3. Member Economics & Retention Value
Valuation is ultimately a bet on member LTV. CrossFit affiliates with $210/mo blended ARPU and 18–28 month average tenure generate $3,400–$5,800 LTV — supporting higher multiples than formats with lower ARPU or shorter lifespans. Tribal community retention — coach accountability, class culture, and member milestones anchor 18–28 month lifespans.
- Referral quality: 25–40% of new members from referrals signal community health — a due-diligence positive for buyers.
- Churn sensitivity: A box moving from 5.5% to 3.5% monthly churn can increase SDE $25K–$45K annually through retention alone.
- Coach continuity: Documented programming, onboarding SOPs, and coach development plans reduce key-person discount at sale.
- Ancillary stickiness: Nutrition and foundations program enrollment correlates with 2–4 month longer tenure — direct LTV uplift.
4. What Drives CrossFit Affiliate Valuation
Buyers evaluate CrossFit affiliates on a quality scorecard beyond trailing SDE. The highest-valued listings document MRR trends, class utilization, coach productivity per head, and member engagement metrics — not just P&L snapshots.
| Factor | Premium Impact | Discount Impact |
|---|---|---|
| Autopay MRR >90% | +0.3 – 0.5× SDE | Manual billing / high failed payments |
| Monthly churn <4% | +0.2 – 0.4× SDE | Churn >6% or declining members |
| Coach systems documented | +0.2 – 0.3× SDE | Owner teaches >50% of classes |
| Lease term 3+ years | Neutral to +0.2× | <18 months remaining |
| Affiliate fee / brand compliance | Neutral | Compliance issues / pending fees |
- EBITDA multiples: 3.6×–5.6× used for multi-box operators with centralized management.
- Revenue multiples: 0.5×–1.0× — useful when SDE is depressed by owner salary above market.
5. Exit Profiles by Operator Type
Different CrossFit operator profiles command different valuation outcomes. Owner-coach affiliates often sell at lower multiples due to transition risk. Systematized multi-coach boxes with $950K+ revenue and $200K SDE represent the highest-valued single-location profile in functional fitness.
| Operator Profile | Typical Multiple | Est. Value Range ($200K SDE) | Exit Readiness |
|---|---|---|---|
| Owner-Coach (high dependence) | 2.8× – 3.2× | $560K – $640K | Needs 12–18 mo transition |
| Systematized Single Box | 3.5× – 4.0× | $700K – $800K | Ready with coach bench |
| Multi-Affiliate Operator | 3.8× – 4.2× | Per-unit + portfolio premium | PE / strategic interest |
| Declining Membership Box | 2.0× – 2.8× | $400K – $560K | Turnaround pricing |
6. Challenges & Opportunities
- Challenge — Owner dependence: Buyers discount boxes where the founder is the primary revenue-producing coach.

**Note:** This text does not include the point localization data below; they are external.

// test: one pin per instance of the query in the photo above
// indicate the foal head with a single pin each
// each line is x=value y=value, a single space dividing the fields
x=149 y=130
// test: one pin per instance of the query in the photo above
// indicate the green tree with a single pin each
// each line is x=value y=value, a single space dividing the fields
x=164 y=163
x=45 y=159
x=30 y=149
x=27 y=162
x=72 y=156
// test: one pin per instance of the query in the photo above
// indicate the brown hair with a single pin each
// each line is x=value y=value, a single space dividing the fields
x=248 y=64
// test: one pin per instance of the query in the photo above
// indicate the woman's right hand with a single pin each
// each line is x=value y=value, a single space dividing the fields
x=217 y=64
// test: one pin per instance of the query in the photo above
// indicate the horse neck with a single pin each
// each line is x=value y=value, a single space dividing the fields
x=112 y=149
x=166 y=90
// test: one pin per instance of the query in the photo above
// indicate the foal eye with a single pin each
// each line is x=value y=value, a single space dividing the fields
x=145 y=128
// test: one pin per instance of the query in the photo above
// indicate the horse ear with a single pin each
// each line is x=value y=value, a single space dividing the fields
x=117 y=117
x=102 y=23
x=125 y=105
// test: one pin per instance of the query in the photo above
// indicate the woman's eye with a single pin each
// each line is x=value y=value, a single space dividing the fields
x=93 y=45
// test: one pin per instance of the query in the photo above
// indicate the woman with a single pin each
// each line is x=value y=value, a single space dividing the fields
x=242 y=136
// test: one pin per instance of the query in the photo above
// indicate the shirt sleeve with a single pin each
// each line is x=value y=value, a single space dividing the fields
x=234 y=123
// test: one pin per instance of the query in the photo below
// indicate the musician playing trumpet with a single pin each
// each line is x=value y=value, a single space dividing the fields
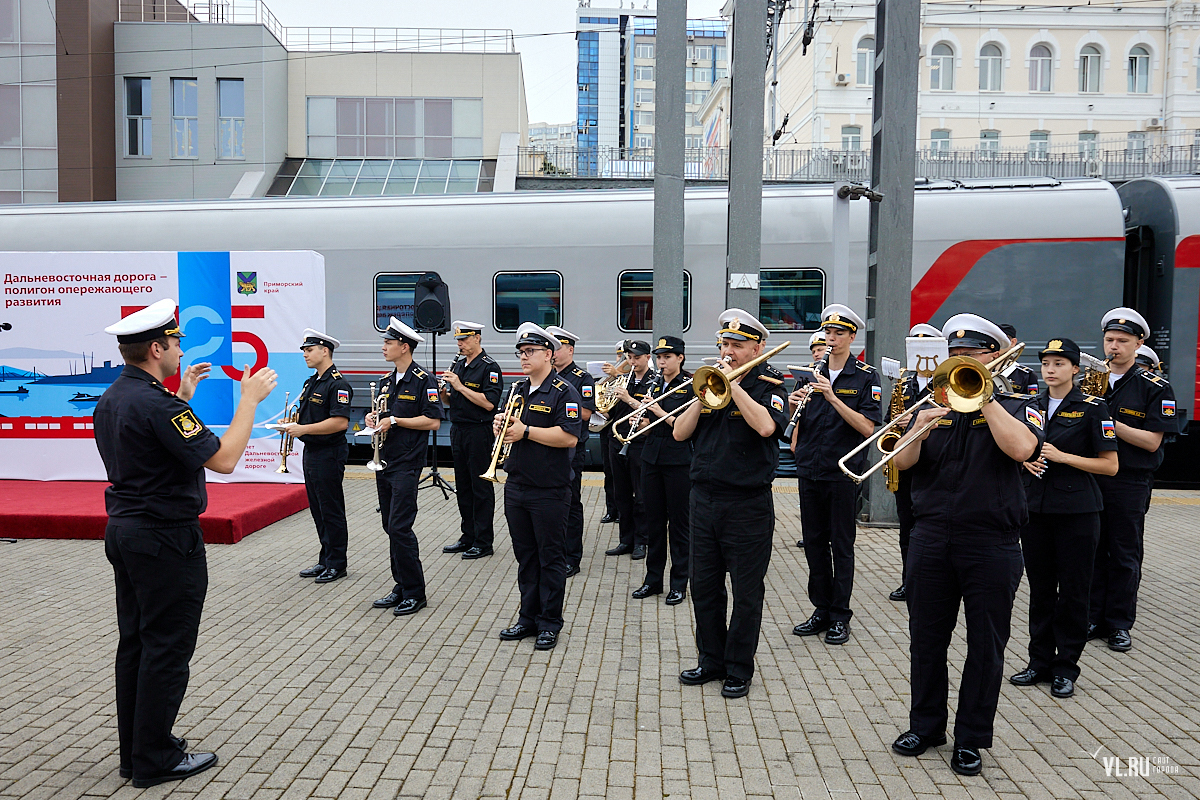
x=323 y=414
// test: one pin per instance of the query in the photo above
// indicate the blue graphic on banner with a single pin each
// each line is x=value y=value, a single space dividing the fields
x=205 y=318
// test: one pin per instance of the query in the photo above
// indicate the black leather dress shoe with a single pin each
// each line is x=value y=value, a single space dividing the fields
x=838 y=632
x=813 y=625
x=1029 y=677
x=192 y=764
x=409 y=606
x=388 y=601
x=330 y=576
x=911 y=743
x=477 y=553
x=700 y=675
x=966 y=761
x=517 y=632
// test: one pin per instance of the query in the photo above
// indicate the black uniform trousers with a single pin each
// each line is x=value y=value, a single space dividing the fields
x=537 y=517
x=397 y=504
x=827 y=517
x=666 y=489
x=471 y=446
x=982 y=572
x=1060 y=553
x=1117 y=572
x=324 y=467
x=730 y=534
x=162 y=577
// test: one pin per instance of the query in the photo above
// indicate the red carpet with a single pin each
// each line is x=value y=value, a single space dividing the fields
x=76 y=509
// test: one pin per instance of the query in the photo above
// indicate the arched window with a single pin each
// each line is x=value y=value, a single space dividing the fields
x=1039 y=68
x=865 y=61
x=1139 y=71
x=991 y=66
x=941 y=67
x=1090 y=70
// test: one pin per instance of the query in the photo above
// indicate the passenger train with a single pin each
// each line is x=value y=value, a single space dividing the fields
x=1047 y=256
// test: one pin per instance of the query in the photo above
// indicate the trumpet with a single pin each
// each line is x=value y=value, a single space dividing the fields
x=513 y=408
x=287 y=441
x=960 y=383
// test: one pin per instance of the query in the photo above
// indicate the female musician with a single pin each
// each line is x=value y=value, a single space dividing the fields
x=1060 y=539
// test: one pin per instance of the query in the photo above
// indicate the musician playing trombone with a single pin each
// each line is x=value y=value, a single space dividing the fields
x=970 y=506
x=323 y=414
x=844 y=407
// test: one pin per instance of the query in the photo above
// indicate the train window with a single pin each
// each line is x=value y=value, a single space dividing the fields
x=635 y=301
x=791 y=300
x=394 y=298
x=527 y=298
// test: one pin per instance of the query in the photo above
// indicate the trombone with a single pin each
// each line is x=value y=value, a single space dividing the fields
x=960 y=383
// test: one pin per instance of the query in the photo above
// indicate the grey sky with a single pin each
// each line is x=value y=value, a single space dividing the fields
x=544 y=31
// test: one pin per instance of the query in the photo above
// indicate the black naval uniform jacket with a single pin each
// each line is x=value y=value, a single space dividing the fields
x=555 y=403
x=414 y=394
x=483 y=376
x=1081 y=426
x=154 y=449
x=822 y=437
x=660 y=446
x=1141 y=400
x=322 y=397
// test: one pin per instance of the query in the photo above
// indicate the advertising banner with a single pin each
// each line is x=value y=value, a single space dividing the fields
x=235 y=308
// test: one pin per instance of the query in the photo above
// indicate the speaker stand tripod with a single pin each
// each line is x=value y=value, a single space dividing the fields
x=435 y=480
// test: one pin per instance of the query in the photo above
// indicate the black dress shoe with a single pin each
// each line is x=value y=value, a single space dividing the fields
x=813 y=625
x=966 y=761
x=838 y=632
x=911 y=743
x=517 y=632
x=330 y=576
x=700 y=675
x=1029 y=677
x=477 y=553
x=409 y=606
x=192 y=764
x=388 y=601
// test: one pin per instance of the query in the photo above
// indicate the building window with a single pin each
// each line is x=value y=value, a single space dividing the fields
x=232 y=116
x=941 y=67
x=137 y=118
x=527 y=296
x=185 y=118
x=1039 y=68
x=394 y=298
x=1090 y=70
x=791 y=300
x=1139 y=71
x=635 y=301
x=865 y=61
x=991 y=65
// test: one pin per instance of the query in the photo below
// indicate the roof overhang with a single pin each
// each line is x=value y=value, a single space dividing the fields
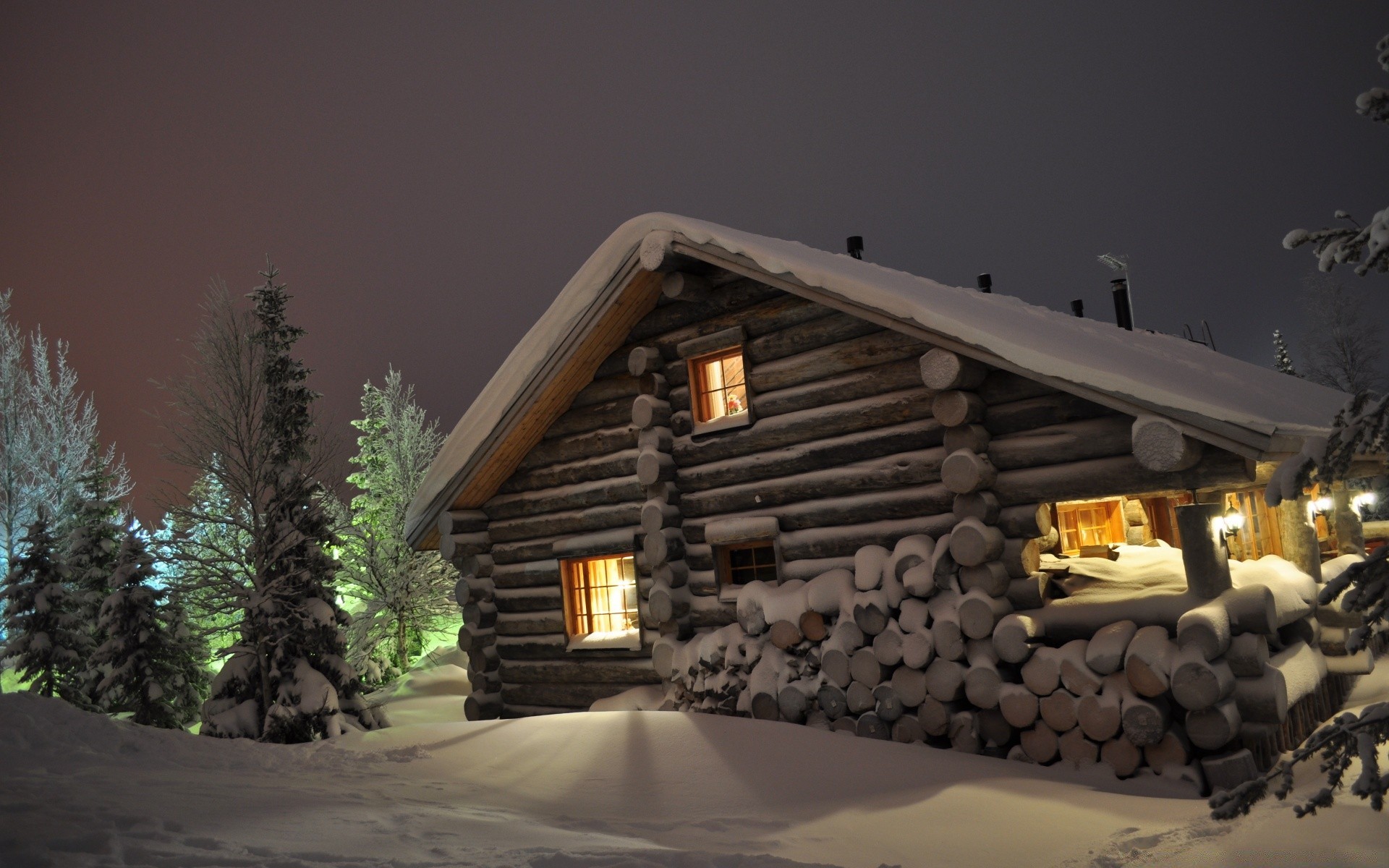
x=611 y=292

- Challenge — Lease risk: Short remaining lease terms or unfavorable renewal clauses compress multiples 0.3–0.5×.
- Opportunity — Pre-sale optimization: 12-month focus on churn reduction and coach documentation can add $100K–$200K to sale price.
- Opportunity — Strategic buyers: Regional fitness operators and PE roll-ups pay premiums for documented MRR and multi-location potential.
- Opportunity — Community as asset: Tribal culture is difficult to replicate — the primary intangible buyers pay for in CrossFit transactions.
For sellers and buyers, CrossFit affiliate valuation in 2026 rewards recurring revenue quality, community retention, and coach systems — the same factors that drive day-to-day profitability.